Last night, as you may well have seen, Amir Johnson was ejected after he tried to grab the ball in-between free throws. The referee wouldn’t let go, they wrestled over the ball, and Amir Johnson got tossed. And then threw his mouthpiece at the referee. This occurred among adults during an NBA game.
This ridiculous situation gave Henry Abbott at TrueHoop an idea: what if we just disallowed players from touching the ball in-between free throws? Considering the complaints that the rise in video replay has added length to games, could this be a novel way to shorten games? I was intrigued by this idea, and decided to run some numbers.
This season there has been an average of 46.4 free throws shot per game. In developing his model for estimating possessions, basketball statistician Dean Oliver calculated that 88% of free throws came from a situation where a player shot two free throws (either they were fouled during the act of shooting and missed, or they were fouled on the floor when the other team was over the foul limit). Parsing some limited 82games.com data from the 2005 and 2006 seasons, we can estimate that somewhere between eight and nine percent of free throws shot league-wide that year came in And 1 situations. When you include technical, flagrant, and illegal defense free throws, it adds up pretty close to Dean Oliver’s estimation that 88% of free throws are shot together.

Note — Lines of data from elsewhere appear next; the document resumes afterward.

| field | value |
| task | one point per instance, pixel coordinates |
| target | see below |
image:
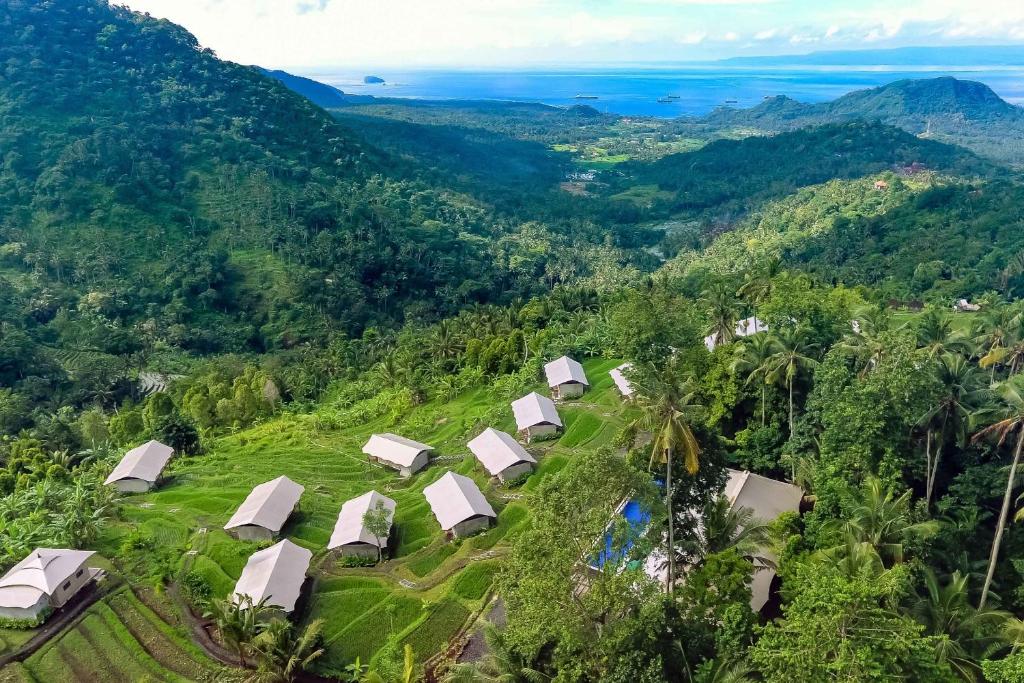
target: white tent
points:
(349, 527)
(276, 573)
(498, 452)
(267, 506)
(564, 371)
(744, 328)
(402, 454)
(456, 499)
(625, 387)
(535, 410)
(143, 463)
(41, 574)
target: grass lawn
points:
(422, 595)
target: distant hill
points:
(739, 175)
(966, 113)
(318, 93)
(966, 55)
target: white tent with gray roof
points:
(47, 578)
(398, 453)
(459, 505)
(275, 573)
(536, 416)
(625, 387)
(140, 468)
(264, 512)
(350, 535)
(501, 455)
(565, 378)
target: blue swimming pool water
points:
(638, 518)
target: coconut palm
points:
(283, 650)
(883, 520)
(950, 415)
(964, 634)
(791, 357)
(1010, 418)
(667, 412)
(752, 359)
(238, 623)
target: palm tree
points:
(284, 651)
(882, 520)
(964, 635)
(950, 414)
(729, 527)
(500, 665)
(791, 357)
(667, 411)
(238, 623)
(752, 357)
(1011, 394)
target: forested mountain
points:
(737, 175)
(962, 112)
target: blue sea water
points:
(636, 91)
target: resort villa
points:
(350, 537)
(536, 417)
(397, 453)
(459, 506)
(275, 573)
(501, 455)
(140, 468)
(263, 513)
(45, 580)
(565, 378)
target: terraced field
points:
(423, 596)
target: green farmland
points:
(423, 596)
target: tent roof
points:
(535, 410)
(455, 498)
(143, 462)
(620, 379)
(40, 572)
(564, 371)
(498, 451)
(276, 573)
(268, 505)
(394, 449)
(350, 528)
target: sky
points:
(326, 34)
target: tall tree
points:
(1010, 418)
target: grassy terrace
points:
(422, 596)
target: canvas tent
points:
(501, 455)
(744, 328)
(264, 512)
(459, 505)
(565, 378)
(624, 385)
(536, 416)
(140, 468)
(46, 579)
(350, 537)
(398, 453)
(275, 573)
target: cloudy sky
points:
(312, 34)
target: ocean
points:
(636, 91)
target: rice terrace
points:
(429, 593)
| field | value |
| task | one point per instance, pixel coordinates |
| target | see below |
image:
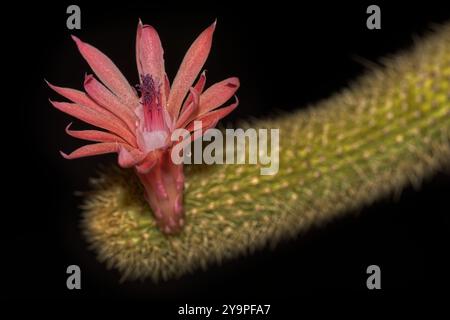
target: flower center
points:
(151, 101)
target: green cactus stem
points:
(391, 128)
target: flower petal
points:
(109, 101)
(73, 95)
(199, 86)
(218, 94)
(99, 119)
(92, 150)
(189, 111)
(150, 53)
(190, 67)
(94, 135)
(107, 72)
(210, 119)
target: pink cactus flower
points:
(137, 124)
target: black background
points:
(286, 57)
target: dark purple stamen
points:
(147, 89)
(151, 102)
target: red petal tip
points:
(65, 156)
(88, 78)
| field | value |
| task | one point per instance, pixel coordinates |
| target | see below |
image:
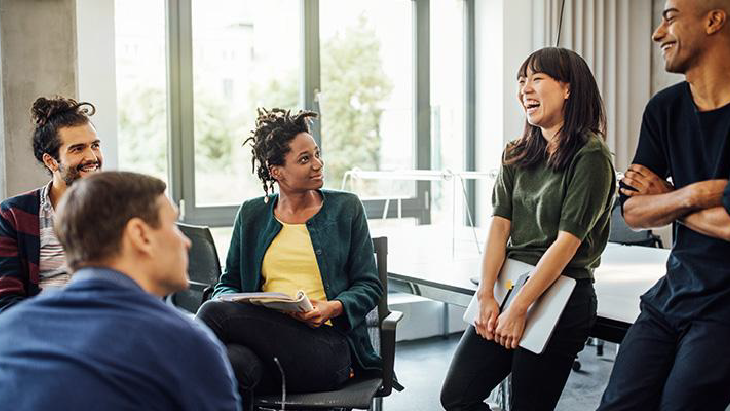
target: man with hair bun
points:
(108, 341)
(31, 257)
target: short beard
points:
(70, 174)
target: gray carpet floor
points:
(421, 366)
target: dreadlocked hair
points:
(274, 130)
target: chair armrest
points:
(207, 292)
(387, 350)
(197, 286)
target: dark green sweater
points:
(344, 252)
(540, 202)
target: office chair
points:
(621, 233)
(364, 392)
(204, 268)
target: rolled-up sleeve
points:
(591, 185)
(502, 192)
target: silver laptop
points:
(542, 316)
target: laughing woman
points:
(552, 203)
(303, 238)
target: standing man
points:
(676, 356)
(107, 341)
(31, 258)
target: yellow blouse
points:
(290, 265)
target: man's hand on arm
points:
(654, 202)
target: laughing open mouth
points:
(89, 167)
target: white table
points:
(437, 267)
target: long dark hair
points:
(270, 139)
(583, 110)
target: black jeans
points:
(313, 359)
(667, 365)
(479, 365)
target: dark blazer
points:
(344, 252)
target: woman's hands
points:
(323, 311)
(506, 328)
(486, 321)
(510, 326)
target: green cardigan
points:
(344, 252)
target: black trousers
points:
(666, 365)
(313, 359)
(479, 365)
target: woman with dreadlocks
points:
(301, 238)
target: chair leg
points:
(599, 347)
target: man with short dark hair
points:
(107, 341)
(676, 356)
(31, 257)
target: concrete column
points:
(38, 51)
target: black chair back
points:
(204, 268)
(621, 233)
(359, 392)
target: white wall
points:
(96, 74)
(504, 38)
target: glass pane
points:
(246, 54)
(447, 104)
(141, 86)
(366, 103)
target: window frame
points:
(181, 143)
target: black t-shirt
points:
(680, 142)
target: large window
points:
(245, 55)
(366, 103)
(390, 80)
(141, 86)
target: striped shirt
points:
(53, 270)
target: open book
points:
(277, 301)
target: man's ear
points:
(137, 236)
(50, 162)
(716, 20)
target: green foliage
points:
(216, 134)
(143, 132)
(354, 87)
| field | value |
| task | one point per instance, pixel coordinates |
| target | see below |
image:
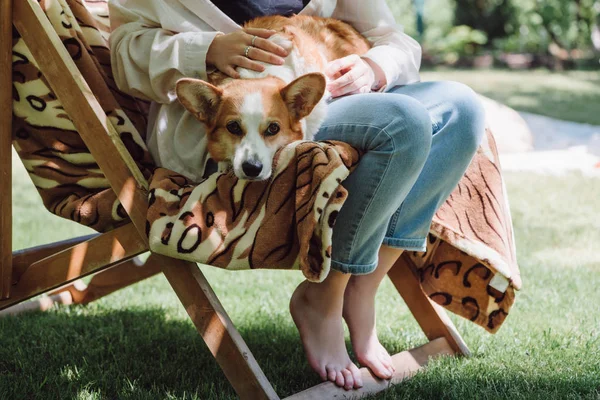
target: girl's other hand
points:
(228, 51)
(351, 75)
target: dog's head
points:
(248, 120)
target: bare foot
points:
(359, 313)
(318, 316)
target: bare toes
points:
(322, 373)
(348, 380)
(378, 368)
(339, 379)
(357, 376)
(331, 374)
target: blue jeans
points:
(419, 140)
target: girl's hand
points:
(228, 51)
(352, 75)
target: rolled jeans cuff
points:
(354, 269)
(406, 244)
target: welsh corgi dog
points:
(248, 119)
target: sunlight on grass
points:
(571, 95)
(139, 344)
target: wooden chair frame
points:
(111, 256)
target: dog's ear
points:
(200, 98)
(303, 94)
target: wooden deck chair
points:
(110, 257)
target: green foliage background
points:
(468, 27)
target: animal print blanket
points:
(470, 265)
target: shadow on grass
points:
(132, 354)
(143, 354)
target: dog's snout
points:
(252, 168)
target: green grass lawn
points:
(139, 344)
(571, 95)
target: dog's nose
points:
(252, 168)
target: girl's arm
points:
(147, 60)
(397, 55)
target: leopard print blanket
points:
(470, 265)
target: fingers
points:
(361, 85)
(341, 64)
(230, 71)
(269, 46)
(247, 63)
(348, 78)
(261, 55)
(260, 32)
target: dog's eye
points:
(234, 128)
(273, 129)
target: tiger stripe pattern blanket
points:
(470, 265)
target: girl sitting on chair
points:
(418, 138)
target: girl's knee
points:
(408, 129)
(468, 113)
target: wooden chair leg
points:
(5, 147)
(431, 316)
(217, 330)
(101, 284)
(86, 258)
(111, 280)
(23, 259)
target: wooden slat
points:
(102, 284)
(217, 330)
(111, 280)
(41, 304)
(407, 363)
(98, 253)
(432, 318)
(88, 117)
(22, 259)
(5, 147)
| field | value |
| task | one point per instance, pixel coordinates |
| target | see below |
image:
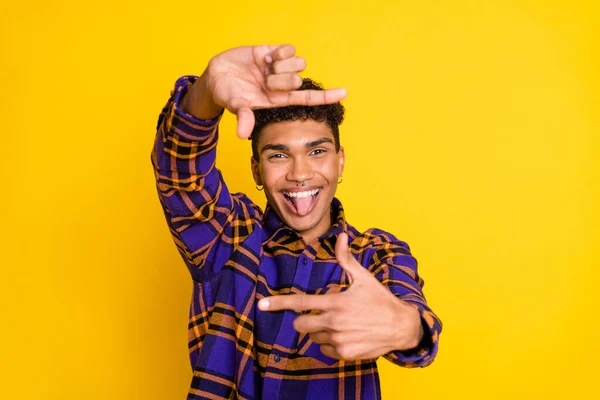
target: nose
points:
(300, 170)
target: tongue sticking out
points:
(303, 204)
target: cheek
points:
(271, 175)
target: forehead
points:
(292, 133)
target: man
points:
(292, 303)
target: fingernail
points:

Therefore in each NBA game this year, there is on average a little over 41 free throws that come in pairs. I’ll round this to 42. Since a player doesn’t grab and touch the ball after the second free throw of a pair (which may or may not have gone in the basket), that leaves 21 chances a game for somebody to slow the game down by grabbing the ball. Assuming an extreme case where a player holds onto the ball for ten seconds of tomfoolery, that’s 3.5 minutes a game that could be saved. If we assume a more reasonable 5 seconds of ball-holding in-between free throws, that’s 1.75 minutes saved.
It’s an interesting idea, and I see no reason why it shouldn’t be implemented, but it doesn’t affect the length of games nearly as much as a couple unnecessarily long video replays at the end of the 4th quarter (see: Golden State vs. Denver two weeks ago).